All over the world, increased connection by Internet and modern transport has connected people from vastly different traditions to share cultural values. In the “New Age”, peoples world-wide have been both honored and exploited, often by westerners, for the value of their close to the earth traditions. The misrepresentation of the ancient Mayan calendar completion cycle is one just example.
A million years of co-evolution has existed among scattered human groups and their ways in the world. Up until recently most ancient traditions they hold were considered “primitive” and “uncivilized.” Many of those traditions, and even languages, are now lost or nearly extinct. The peoples themselves have been influenced too, by a world of progress that they did not necessarily ask for, but they have to participate in, nevertheless.
Concurrently, a consumer culture has consumed much of earth, emptying out souls in the process. People seek healing, for humanity and for a new earth, and they search for wisdom of shamanic ways. The disillusioned and believers alike want answers, solace, healing and belonging.
This is both a wonderful, yet an incomplete, transaction. For New Age people, there is often a strange amalgamation of rites, chants and purification quests that blend bits of ancient and sacred beliefs into a new fabric of modern views.
Sometimes that fabric seems thin, fuzzy, insubstantial and somewhat psychedelic. There is less science and more craving for positive energy among many new age searchers. Before agriculture, monotheism and the industrial revolution, nearly all human beings lived closer to earth and with wisdom of the ages. The focus of most religion was based on pagan, and animistic beliefs, not exclusive “truth” ownership or salvation. Now shreds of both sides; western and animistic traditions are woven, melded and glued over one another in a kind of blanket collage of ecological awareness that is difficult to assess for the skeptical, often cynical mind.
Today, depending on location and often transcending it, people participate in activities like vision quests, chanting, drum circles, psychotropic drug use, yoga, meditation, wilderness immersion and many other nature connecting efforts. The purpose is to reconnect to life source and mutual belonging among all other organisms and systems that restore and honor the creation.
Our many ways of interacting began with animism and mythological beliefs systems, but diverged into theology and civilization. Then, much later, they veered toward biology, evolution, psychology and global Eco systems and climatology. Human relations with the biosphere have maze meandered all over the map. Scrutiny of both enlightening and distorting “earth connection” vary, according to the motivation of who is doing the research.
All over the world, it is generally recognized that indigenous people such as Amerindians, Australian Aboriginals and far north Arctic people were often mistreated and their folk ways dismissed as heathen superstition. Can humanity re-discover the path to the Garden while still on such a rocky path toward it?
Christian missionaries and industrial developers have often sought to annihilate native culture. That modern people now garner a new respect for “the old ways.” is a good thing. However, that some rites are lifted and more or less layered over profligate western ways distorts the traditions into new, unsatisfactory forms. Some of the biology and scientific wisdom of “old ways” has been carefully studied in anthropology and ethnology. Yet, even when science based, investigation has nearly always been done with a western bias.
Here is just one example: the idea of spirit, soul, psyche, wind, breathe, inhalation, inspiration and exhalation, all center on the sacred breathe. An active and living understanding of how living plants, trees and animals (including humans) exchange life giving air is universally present in both ancient western traditions, and in indigenous cultures world wide. But now humans pollute air for consumer lifestyles, new age people among them. This does not mean the spirit concept is not healthy, but it is not entirely scientific either. To have people realize plants create and purify air is a welcome awareness.
When western colonizers found that Amerindians spoke of the exchange of “spirit” they assumed they were speaking about the same ever-lasting soul that transcends earth bound people to dwell in an afterlife. But the “Great Spirit” is a concept that Amerindians (and others) accept in the present and in specific sacred locations they revere and wish to protect. The European idea of “owning “such locations and competing for resources and property does not translate well.
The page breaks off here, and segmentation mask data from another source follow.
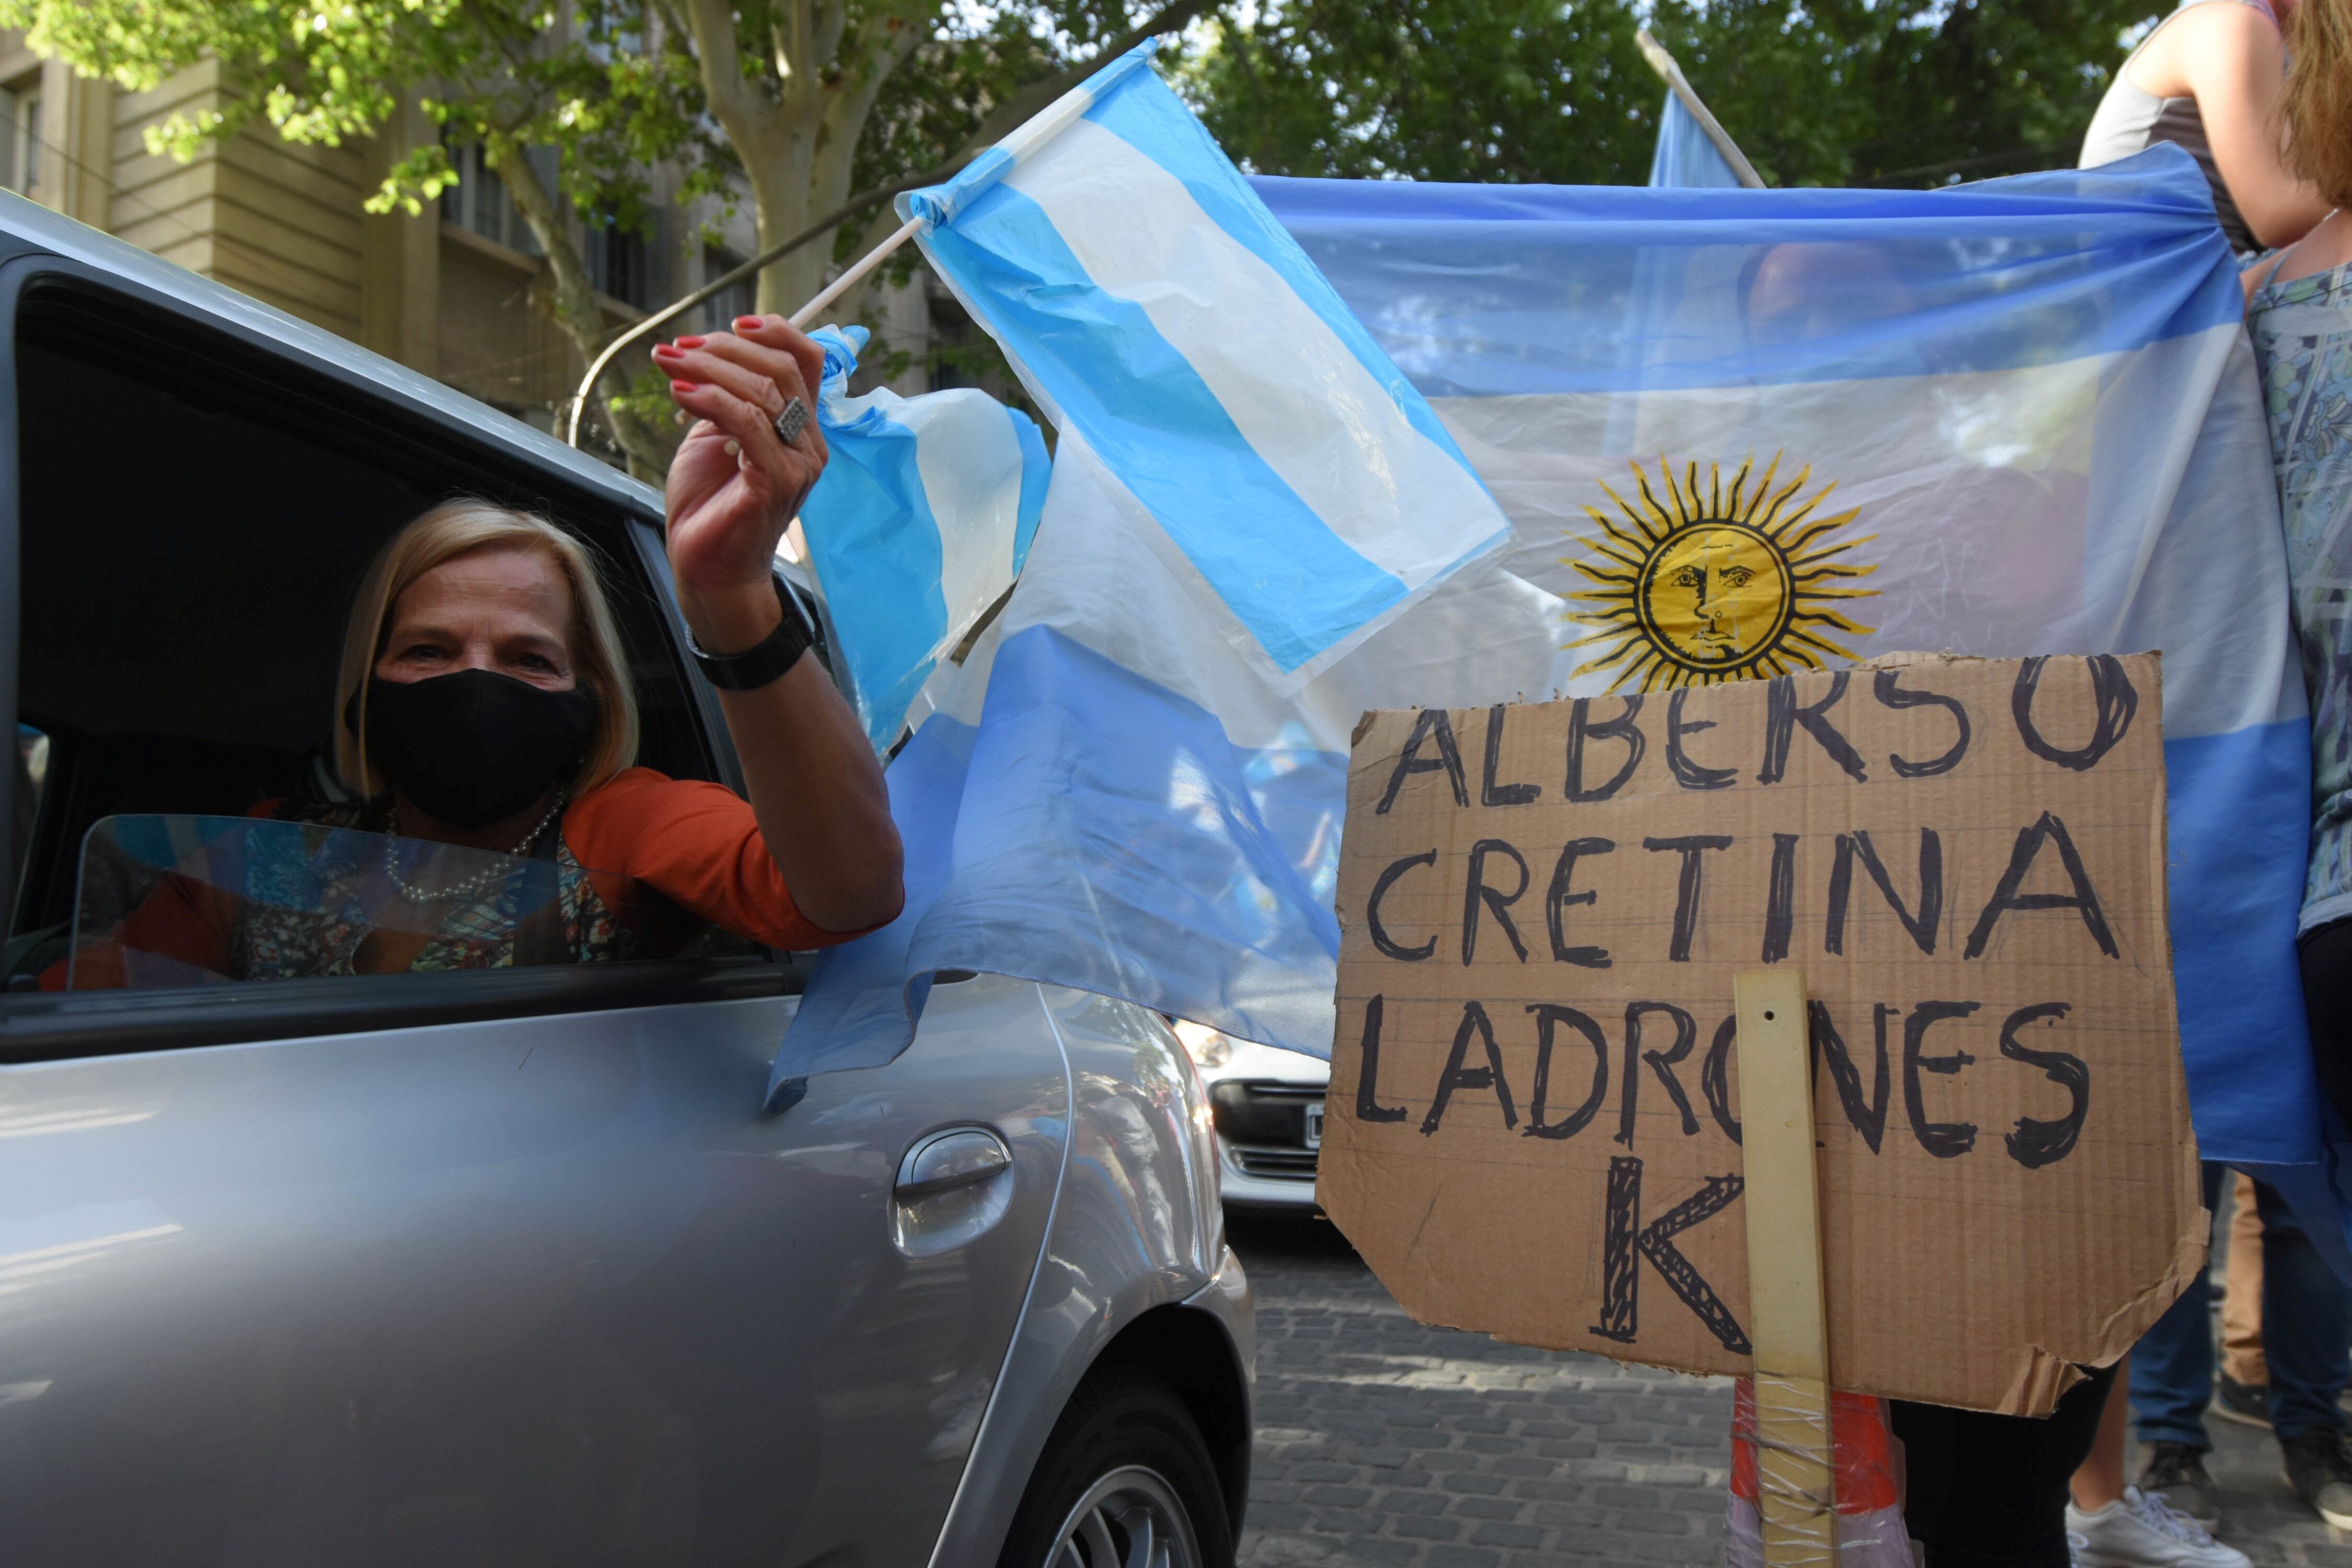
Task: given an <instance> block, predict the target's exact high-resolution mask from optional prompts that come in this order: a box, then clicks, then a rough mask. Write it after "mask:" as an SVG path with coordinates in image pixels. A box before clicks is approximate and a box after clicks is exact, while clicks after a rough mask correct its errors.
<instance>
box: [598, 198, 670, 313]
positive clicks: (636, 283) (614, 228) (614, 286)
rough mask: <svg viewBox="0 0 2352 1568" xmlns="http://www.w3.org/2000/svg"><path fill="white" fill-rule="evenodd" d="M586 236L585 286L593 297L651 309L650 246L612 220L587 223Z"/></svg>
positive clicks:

Now there is a confusing situation where both science and tradition clash. Also clashing are ancient belief systems and modernity. Can human beings whose entire culture is centered around ownership, progress, development of resources and exploitation, readily adopt the ancient wisdom that says that which sustains life should matter?
Modern science says yes. The concept of Biophilia recognizes our ancient attachment to the vital living systems that sustain life. Climatologists say yes too. They report that when we value clean air, water and soil humans choose lifestyles to conserve and appreciate both the resources and their origins. Evolutionary Psychology, physiology and ecology all indicate that people indeed need sustainable lifestyles to thrive. Human beings, like all organisms, need the external health of the planet to be internally mentally, emotionally, and physically healthy themselves. They also are more mentally happy and stable when they are appreciated and inter active with life, rather than destructive toward it.
It may take some time for cross cultural assimilation of varied traditions to sort out both the sacred and the scientific. Separating the weird and flaky from the sound and sensible, is, like continuing life on earth, forever an ongoing, dynamic process.